GCD = greatest common divisor, it's the same as the GCF

-----------------------------------------------

Answers:
What are the possible values of B? 0, 1, 2, 3, and 4

The PMF is this table

B P(B)
0 1/33
1 8/33
2 5/11
3 8/33
4 1/33

PMF = probability mass function

Side notes:
As a check, the P(B) values need to add up to 1.
5/11 = 15/33

=======================================================================================================

Part (c)

I'll use X in place of the variable B.

Here's the PMF from part (b) earlier.

X P(X)
0 1/33
1 8/33
2 5/11
3 8/33
4 1/33

Form a third column labeled X*P(X)

X P(X) X*P(X)
0 1/33 0/33
1 8/33 8/33
2 5/11 30/33
3 8/33 24/33
4 1/33 4/33

Add up the values in the X*P(X) column and you should get 2 exactly.
This is the mean of X
mu is the greek letter that represents the mean.

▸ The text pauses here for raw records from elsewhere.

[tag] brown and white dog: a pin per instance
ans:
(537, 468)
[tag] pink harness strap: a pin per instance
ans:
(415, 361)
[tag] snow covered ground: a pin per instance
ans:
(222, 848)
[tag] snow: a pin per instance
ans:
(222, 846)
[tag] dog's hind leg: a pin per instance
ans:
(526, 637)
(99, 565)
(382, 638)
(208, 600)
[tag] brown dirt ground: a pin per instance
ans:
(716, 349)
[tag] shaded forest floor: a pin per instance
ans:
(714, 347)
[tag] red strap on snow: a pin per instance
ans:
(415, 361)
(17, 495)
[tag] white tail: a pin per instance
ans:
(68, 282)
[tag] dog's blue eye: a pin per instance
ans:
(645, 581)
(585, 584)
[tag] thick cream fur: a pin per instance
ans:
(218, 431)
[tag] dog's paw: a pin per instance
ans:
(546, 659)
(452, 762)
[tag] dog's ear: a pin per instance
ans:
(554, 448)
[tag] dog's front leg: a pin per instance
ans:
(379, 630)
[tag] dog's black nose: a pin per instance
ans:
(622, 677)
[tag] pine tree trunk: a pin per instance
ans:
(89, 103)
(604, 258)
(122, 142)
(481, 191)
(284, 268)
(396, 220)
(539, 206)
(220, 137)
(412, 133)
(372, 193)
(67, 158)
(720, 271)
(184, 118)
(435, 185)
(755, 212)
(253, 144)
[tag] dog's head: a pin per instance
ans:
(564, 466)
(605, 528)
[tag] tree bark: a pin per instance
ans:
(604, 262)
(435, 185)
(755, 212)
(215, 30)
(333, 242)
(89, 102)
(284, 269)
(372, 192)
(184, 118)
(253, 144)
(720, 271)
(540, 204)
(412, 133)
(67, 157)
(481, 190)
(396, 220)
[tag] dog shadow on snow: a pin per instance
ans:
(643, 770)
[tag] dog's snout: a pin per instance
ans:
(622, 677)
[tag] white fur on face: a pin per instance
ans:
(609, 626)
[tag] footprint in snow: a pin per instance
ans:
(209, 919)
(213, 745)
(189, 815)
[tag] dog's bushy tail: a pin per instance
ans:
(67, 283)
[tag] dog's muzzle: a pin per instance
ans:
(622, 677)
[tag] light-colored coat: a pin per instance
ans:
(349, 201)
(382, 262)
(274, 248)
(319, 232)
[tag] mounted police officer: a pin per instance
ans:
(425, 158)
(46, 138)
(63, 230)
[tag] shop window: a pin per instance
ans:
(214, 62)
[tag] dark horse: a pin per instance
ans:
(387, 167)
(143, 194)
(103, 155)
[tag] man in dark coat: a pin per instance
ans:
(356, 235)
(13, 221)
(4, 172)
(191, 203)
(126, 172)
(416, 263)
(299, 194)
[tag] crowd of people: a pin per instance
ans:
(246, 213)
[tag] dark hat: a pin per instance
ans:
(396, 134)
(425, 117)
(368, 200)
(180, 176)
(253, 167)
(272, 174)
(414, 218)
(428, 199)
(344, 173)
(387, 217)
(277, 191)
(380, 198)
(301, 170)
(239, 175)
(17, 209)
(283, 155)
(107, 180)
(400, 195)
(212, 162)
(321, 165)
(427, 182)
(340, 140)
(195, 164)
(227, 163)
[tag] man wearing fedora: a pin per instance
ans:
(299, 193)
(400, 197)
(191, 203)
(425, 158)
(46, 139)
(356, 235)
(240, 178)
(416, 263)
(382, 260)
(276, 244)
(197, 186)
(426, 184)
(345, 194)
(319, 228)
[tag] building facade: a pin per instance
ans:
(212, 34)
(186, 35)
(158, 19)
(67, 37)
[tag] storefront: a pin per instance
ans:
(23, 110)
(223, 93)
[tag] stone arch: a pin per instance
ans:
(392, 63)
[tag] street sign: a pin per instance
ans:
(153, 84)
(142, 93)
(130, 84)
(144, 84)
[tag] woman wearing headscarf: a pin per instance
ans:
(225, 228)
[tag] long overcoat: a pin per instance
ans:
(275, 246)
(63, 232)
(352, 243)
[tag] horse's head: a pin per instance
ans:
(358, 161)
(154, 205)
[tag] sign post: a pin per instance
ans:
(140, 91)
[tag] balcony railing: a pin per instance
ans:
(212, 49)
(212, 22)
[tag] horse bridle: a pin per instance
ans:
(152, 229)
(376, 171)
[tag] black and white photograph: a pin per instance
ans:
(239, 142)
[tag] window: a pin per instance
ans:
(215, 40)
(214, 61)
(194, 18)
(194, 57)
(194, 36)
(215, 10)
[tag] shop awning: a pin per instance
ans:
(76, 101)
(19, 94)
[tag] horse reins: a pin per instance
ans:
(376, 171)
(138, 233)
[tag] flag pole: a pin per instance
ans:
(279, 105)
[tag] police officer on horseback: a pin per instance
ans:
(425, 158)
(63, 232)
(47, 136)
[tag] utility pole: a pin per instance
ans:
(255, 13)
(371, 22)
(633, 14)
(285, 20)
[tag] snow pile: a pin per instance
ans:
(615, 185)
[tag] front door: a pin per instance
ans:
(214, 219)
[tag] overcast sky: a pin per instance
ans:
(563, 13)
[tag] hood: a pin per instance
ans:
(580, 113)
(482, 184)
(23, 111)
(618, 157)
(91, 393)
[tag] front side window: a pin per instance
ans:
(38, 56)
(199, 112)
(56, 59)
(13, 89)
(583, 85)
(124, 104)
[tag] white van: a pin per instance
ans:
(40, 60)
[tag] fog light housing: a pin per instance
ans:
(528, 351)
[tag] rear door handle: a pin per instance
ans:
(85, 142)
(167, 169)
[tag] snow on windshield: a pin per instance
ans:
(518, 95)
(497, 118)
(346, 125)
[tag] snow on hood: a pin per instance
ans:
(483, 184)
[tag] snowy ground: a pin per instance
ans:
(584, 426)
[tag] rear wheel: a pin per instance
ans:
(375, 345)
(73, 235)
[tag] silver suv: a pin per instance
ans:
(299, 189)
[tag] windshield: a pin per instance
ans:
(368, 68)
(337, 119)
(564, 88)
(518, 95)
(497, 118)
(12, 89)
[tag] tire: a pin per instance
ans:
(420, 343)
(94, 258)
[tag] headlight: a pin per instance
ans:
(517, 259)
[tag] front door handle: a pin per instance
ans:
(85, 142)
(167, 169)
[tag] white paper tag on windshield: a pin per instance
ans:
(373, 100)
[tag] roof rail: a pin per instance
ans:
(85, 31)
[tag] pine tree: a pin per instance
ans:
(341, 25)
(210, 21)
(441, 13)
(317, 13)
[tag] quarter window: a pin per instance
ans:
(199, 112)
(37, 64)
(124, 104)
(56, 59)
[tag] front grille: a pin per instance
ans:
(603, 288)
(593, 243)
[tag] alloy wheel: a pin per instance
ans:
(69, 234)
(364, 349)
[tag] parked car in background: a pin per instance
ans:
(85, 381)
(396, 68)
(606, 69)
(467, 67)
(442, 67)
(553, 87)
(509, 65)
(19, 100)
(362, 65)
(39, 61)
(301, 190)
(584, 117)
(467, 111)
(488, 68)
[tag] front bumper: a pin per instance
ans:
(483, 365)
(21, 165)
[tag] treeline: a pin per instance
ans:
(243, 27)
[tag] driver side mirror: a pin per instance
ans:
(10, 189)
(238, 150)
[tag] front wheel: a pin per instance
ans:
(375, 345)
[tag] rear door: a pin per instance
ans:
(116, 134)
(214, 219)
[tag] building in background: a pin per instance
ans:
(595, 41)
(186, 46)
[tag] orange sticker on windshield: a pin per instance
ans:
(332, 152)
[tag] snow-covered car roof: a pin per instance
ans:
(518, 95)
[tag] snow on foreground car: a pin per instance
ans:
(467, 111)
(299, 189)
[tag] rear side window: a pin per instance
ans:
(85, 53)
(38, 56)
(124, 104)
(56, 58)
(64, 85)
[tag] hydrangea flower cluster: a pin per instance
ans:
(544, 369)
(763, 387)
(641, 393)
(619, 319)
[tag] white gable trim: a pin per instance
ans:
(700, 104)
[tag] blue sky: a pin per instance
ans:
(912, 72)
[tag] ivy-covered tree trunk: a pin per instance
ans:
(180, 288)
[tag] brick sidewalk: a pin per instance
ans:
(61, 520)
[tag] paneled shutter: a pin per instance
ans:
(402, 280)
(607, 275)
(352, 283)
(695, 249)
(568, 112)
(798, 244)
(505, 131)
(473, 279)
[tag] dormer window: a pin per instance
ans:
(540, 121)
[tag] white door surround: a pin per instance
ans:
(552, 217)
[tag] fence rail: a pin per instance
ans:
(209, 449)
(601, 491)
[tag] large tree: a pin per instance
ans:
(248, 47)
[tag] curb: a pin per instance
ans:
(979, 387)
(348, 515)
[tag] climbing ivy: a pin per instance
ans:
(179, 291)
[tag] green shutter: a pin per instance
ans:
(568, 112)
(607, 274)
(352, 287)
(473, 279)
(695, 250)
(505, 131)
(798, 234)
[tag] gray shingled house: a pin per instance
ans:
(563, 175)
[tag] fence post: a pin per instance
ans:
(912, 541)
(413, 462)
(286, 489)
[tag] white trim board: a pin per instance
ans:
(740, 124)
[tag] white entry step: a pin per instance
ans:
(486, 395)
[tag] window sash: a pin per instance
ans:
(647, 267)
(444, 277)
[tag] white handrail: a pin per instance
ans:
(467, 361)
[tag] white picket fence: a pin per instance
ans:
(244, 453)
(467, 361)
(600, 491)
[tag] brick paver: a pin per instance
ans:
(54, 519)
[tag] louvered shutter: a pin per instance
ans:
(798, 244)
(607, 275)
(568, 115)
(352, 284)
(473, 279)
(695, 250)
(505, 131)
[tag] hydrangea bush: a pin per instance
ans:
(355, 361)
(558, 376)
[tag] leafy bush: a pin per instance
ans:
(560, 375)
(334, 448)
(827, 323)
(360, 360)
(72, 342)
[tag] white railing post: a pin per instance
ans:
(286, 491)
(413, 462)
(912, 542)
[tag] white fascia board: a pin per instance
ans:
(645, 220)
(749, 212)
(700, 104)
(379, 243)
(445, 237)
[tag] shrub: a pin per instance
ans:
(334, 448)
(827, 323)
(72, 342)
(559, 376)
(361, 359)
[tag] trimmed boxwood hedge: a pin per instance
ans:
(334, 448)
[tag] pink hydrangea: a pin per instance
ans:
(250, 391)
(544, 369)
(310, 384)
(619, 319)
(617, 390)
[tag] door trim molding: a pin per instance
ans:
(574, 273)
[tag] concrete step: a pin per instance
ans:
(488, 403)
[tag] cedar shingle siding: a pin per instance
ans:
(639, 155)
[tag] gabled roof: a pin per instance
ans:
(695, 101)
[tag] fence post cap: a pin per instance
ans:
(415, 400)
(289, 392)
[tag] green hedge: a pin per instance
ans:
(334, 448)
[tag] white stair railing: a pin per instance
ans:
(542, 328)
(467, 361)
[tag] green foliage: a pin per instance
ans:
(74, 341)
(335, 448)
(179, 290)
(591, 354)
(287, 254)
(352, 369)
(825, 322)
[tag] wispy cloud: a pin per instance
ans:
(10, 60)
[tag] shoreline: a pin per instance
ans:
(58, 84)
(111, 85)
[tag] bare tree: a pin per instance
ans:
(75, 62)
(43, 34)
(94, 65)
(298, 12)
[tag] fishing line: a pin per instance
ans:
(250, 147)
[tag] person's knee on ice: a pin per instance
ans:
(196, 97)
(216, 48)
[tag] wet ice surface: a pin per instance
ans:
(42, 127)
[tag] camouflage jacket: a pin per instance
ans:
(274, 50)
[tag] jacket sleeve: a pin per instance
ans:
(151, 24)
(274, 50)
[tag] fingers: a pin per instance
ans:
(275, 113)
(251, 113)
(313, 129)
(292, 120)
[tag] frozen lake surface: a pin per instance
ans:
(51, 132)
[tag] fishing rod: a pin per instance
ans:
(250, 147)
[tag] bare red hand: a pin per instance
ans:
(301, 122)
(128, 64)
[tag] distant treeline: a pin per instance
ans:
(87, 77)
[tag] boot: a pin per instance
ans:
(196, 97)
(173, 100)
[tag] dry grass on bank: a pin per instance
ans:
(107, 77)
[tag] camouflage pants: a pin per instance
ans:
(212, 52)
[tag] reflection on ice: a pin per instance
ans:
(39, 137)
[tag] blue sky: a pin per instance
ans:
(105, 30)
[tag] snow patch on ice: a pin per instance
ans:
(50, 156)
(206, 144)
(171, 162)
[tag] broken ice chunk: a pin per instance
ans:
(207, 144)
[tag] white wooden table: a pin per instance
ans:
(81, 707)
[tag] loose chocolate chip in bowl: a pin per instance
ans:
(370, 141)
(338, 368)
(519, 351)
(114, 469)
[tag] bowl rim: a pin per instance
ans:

Then form a fourth column labeled (X-mu)^2*P(X)

X P(X) X*P(X) (X-mu)^2*P(X)
0 1/33 0/33 4/33
1 8/33 8/33 8/33
2 5/11 30/33 0/33
3 8/33 24/33 8/33
4 1/33 4/33 4/33

Add up everything in the fourth column to get the fraction 24/33, which reduces to 8/11. This is the variance of X.
Side note: Apply the square root to the variance to get the standard deviation.

Answers:
Mean = 2
Variance = 8/11
Convert the variance to decimal form if your teacher requires it.